MSD_p(dt3$values,dt3$letters)

This results in 8.5.

versus

                  a<-abs(apply(combn(dt3$values,2), 2, diff))
                  b<-combn(dt3$letters,2)
                  c<-data.frame(t(rbind(a,b)))
                  c$a<-as.numeric(c$a)
                  c<-c[order(c$a),]
                  c$unique <- !sapply(gsub(" ", "", paste(c$V2, c$V3)), function(x) any(str_count(x, letters)>1))
                  m_1<-mean(c(min(c[c$unique==TRUE,]$a),max(c[c$unique==FALSE,]$a)))
                  c$unique_lag_3 <- ifelse(lag(c$unique) != c$unique & 
                                           lag(lag(c$unique)) != c$unique &
                                           lead(c$unique) == c$unique , "New", "Same")
                  rows <- lapply(which(c$unique_lag_3=="New"), function(x) (x-1):(x))
                  m_2<-mean(c[unlist(rows),]$a)
                  m_2<-as.numeric(m_2);m_2

This results in 9.75.

How is this possible?
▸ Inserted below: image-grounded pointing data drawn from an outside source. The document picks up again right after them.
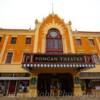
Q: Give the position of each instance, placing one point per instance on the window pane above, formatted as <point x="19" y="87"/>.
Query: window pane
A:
<point x="13" y="40"/>
<point x="28" y="40"/>
<point x="91" y="42"/>
<point x="78" y="41"/>
<point x="56" y="44"/>
<point x="9" y="57"/>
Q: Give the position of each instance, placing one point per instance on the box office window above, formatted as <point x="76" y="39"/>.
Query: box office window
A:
<point x="9" y="57"/>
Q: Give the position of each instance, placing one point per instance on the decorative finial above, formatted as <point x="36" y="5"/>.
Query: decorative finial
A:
<point x="52" y="8"/>
<point x="36" y="21"/>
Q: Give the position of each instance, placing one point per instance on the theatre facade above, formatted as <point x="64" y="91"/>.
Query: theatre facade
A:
<point x="49" y="60"/>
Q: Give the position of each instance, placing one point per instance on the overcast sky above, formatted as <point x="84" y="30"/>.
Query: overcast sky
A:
<point x="84" y="14"/>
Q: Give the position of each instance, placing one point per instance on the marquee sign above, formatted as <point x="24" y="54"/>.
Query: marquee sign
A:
<point x="60" y="60"/>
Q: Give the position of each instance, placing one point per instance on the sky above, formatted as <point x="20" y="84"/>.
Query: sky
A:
<point x="21" y="14"/>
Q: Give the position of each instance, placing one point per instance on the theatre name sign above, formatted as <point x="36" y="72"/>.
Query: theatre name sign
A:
<point x="57" y="60"/>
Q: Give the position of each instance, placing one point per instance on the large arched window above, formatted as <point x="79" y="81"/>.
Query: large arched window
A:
<point x="54" y="42"/>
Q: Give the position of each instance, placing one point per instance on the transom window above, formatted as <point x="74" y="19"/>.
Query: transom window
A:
<point x="54" y="41"/>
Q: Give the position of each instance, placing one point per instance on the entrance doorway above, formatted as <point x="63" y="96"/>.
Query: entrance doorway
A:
<point x="55" y="84"/>
<point x="12" y="87"/>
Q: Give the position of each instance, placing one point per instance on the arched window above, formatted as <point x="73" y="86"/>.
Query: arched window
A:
<point x="54" y="42"/>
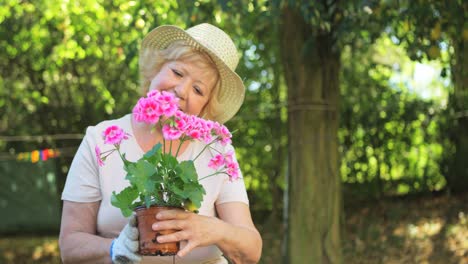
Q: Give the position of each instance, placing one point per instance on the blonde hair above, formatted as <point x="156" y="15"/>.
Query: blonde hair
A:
<point x="152" y="60"/>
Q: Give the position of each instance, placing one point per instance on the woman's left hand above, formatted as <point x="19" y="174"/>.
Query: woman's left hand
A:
<point x="198" y="230"/>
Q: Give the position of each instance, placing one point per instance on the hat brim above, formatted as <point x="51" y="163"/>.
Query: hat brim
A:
<point x="232" y="90"/>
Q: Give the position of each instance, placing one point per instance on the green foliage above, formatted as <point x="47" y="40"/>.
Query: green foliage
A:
<point x="159" y="179"/>
<point x="390" y="136"/>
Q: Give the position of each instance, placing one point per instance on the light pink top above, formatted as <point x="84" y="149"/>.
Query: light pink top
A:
<point x="87" y="182"/>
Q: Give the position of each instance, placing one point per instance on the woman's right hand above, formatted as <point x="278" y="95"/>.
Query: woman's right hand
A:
<point x="125" y="247"/>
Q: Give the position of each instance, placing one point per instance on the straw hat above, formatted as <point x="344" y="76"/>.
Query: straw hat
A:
<point x="219" y="46"/>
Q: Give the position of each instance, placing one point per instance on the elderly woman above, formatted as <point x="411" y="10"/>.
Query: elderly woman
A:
<point x="197" y="65"/>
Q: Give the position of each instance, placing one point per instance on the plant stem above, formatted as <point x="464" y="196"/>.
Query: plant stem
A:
<point x="180" y="145"/>
<point x="204" y="149"/>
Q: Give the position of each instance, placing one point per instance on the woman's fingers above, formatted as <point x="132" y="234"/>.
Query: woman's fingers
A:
<point x="174" y="237"/>
<point x="185" y="250"/>
<point x="173" y="214"/>
<point x="169" y="224"/>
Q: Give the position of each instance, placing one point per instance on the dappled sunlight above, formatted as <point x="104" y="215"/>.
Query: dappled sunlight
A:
<point x="34" y="249"/>
<point x="457" y="237"/>
<point x="423" y="229"/>
<point x="420" y="230"/>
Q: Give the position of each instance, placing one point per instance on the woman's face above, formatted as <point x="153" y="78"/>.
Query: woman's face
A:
<point x="188" y="82"/>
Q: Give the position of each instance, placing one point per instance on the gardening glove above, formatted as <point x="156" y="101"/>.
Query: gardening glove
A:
<point x="124" y="249"/>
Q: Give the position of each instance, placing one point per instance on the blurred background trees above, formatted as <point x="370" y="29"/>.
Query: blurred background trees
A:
<point x="346" y="101"/>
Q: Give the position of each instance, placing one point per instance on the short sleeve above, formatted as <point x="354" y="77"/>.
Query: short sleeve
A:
<point x="233" y="191"/>
<point x="82" y="184"/>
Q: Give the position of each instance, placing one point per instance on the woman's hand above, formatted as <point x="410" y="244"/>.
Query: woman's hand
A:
<point x="198" y="230"/>
<point x="125" y="247"/>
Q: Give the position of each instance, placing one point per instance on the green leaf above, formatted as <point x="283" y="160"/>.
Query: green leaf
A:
<point x="186" y="171"/>
<point x="141" y="176"/>
<point x="170" y="161"/>
<point x="154" y="154"/>
<point x="124" y="199"/>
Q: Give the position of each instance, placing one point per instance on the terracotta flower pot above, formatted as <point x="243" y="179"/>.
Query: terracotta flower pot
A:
<point x="149" y="245"/>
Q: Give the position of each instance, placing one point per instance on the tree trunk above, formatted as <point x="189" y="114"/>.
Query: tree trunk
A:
<point x="314" y="206"/>
<point x="457" y="178"/>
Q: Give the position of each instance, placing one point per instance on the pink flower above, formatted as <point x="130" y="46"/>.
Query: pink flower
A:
<point x="232" y="169"/>
<point x="229" y="157"/>
<point x="114" y="135"/>
<point x="153" y="93"/>
<point x="171" y="133"/>
<point x="223" y="134"/>
<point x="168" y="104"/>
<point x="147" y="110"/>
<point x="216" y="162"/>
<point x="98" y="156"/>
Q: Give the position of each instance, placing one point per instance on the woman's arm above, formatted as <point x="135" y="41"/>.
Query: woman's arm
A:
<point x="233" y="232"/>
<point x="241" y="241"/>
<point x="78" y="240"/>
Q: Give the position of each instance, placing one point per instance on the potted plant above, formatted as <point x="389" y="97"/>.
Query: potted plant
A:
<point x="157" y="180"/>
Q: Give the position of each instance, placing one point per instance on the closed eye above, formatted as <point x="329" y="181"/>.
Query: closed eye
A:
<point x="198" y="90"/>
<point x="178" y="73"/>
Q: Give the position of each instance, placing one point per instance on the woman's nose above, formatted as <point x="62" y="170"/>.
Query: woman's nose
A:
<point x="181" y="90"/>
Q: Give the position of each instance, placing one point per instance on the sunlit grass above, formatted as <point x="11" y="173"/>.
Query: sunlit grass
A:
<point x="29" y="250"/>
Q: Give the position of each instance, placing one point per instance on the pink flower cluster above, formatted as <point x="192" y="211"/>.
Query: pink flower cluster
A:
<point x="157" y="104"/>
<point x="113" y="135"/>
<point x="226" y="162"/>
<point x="161" y="108"/>
<point x="164" y="105"/>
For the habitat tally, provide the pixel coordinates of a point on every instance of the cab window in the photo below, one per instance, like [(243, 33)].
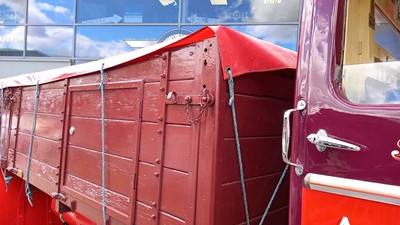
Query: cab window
[(371, 71)]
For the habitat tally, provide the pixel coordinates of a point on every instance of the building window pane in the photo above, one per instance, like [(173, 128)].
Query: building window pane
[(282, 35), (50, 11), (127, 11), (52, 41), (105, 41), (12, 11), (11, 40), (235, 11)]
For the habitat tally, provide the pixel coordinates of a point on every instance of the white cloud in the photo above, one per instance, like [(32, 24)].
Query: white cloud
[(53, 40), (86, 47), (287, 10), (282, 34)]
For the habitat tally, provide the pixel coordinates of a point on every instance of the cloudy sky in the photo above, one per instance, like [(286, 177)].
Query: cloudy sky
[(58, 40)]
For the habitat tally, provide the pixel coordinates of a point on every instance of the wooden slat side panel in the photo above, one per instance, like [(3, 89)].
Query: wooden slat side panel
[(44, 150), (50, 101), (146, 185), (150, 100), (114, 200), (166, 218), (119, 104), (149, 71), (256, 116), (175, 113), (143, 215), (176, 194), (44, 174), (259, 191), (149, 143), (47, 126), (260, 156), (180, 147), (121, 136), (183, 63), (86, 165)]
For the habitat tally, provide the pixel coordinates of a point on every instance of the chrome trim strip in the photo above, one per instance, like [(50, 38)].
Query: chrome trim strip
[(372, 191)]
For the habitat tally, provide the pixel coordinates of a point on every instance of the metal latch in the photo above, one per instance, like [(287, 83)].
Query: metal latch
[(204, 100), (301, 105), (322, 141)]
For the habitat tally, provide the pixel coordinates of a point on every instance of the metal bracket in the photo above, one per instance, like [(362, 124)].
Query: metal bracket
[(205, 98), (301, 105), (58, 196)]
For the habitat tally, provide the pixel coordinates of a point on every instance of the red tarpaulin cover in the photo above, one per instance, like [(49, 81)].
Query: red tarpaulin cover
[(243, 53)]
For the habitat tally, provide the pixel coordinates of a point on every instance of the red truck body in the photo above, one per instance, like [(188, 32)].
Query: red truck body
[(170, 152)]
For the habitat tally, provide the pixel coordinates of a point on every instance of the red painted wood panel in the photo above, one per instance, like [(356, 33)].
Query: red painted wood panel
[(41, 175), (176, 194), (86, 165), (44, 150), (149, 71), (90, 192), (47, 125), (50, 101), (168, 219), (119, 104), (149, 143), (143, 215), (180, 151), (121, 136), (183, 63), (175, 113), (256, 116), (146, 184), (260, 156), (40, 169), (259, 190), (150, 101)]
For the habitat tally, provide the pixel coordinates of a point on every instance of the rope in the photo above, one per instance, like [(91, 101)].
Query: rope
[(274, 194), (28, 192), (232, 105), (7, 179), (103, 188)]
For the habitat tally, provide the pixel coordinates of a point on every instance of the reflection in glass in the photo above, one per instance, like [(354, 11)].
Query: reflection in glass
[(386, 35), (11, 40), (282, 35), (50, 11), (127, 11), (372, 83), (105, 41), (238, 11), (12, 11), (52, 41)]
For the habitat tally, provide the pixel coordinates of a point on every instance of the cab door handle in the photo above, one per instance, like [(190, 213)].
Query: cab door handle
[(322, 141)]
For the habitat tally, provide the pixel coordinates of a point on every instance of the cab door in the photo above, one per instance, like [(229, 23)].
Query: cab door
[(344, 129)]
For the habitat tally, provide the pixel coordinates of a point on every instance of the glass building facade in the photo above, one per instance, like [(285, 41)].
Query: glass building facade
[(86, 30)]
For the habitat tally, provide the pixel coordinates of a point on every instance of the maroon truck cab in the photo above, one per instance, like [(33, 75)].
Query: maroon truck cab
[(169, 144)]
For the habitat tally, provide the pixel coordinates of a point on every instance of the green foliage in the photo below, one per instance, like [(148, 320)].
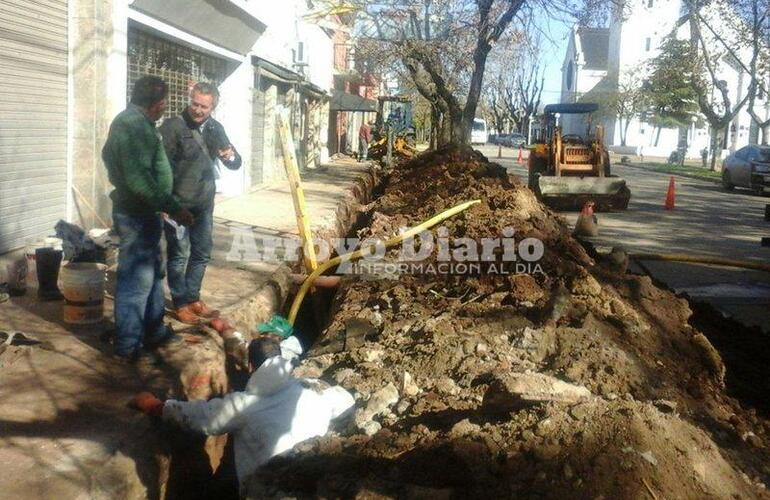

Data:

dt3<-data.frame(structure(list(trial_number = c(20L, 20L, 20L, 20L, 20L, 20L, 
20L, 20L, 20L, 20L, 20L, 20L, 20L, 20L, 20L, 20L, 20L, 20L, 20L, 
20L), values = c(74.7, 81.1, 80.1, 90.1, 98.9, 96.1, 93.5, 95, 
99.6, 93.3, 96.7, 92.7, 94.7, 92.1, 100.3, 97.4, 94.1, 97.3, 
97.1, 93.1), letters = c("g", "cd", "d", "bc", "ab", "ab", "ab", 
"ab", "ab", "ab", "ab", "ab", "ab", "ab", "a", "ab", "ab", "ab", 
"ab", "ab")), row.names = c(NA, -20L), class = c("tbl_df", "tbl", 
"data.frame")))

Appreciate the help.


Solution

  • In the outside function code, OP uses letters, which is a built-in vector in R and it is not coming from the 'dt3' column 'letters'

    c$unique <- !sapply(gsub(" ", "", paste(c$V2, c$V3)), 
           function(x) any(str_count(x, letters)>1))
    

    It should be dt3$letters

    Along with the fact that creating objects names with function names (c) or letters (built-in vectors) can cause buggy situations


    As the OP was naming the built-in structure in the code, an option is to use dt3$letters in place of letters or just for reproducing the output, change the line above to

    c$unique <- !sapply(gsub(" ", "", paste(c$V2, c$V3)), 
           function(x) any(str_count(x, dt3$letters)>1))
    

    Running the code gives

    m_2
    [1] 8.5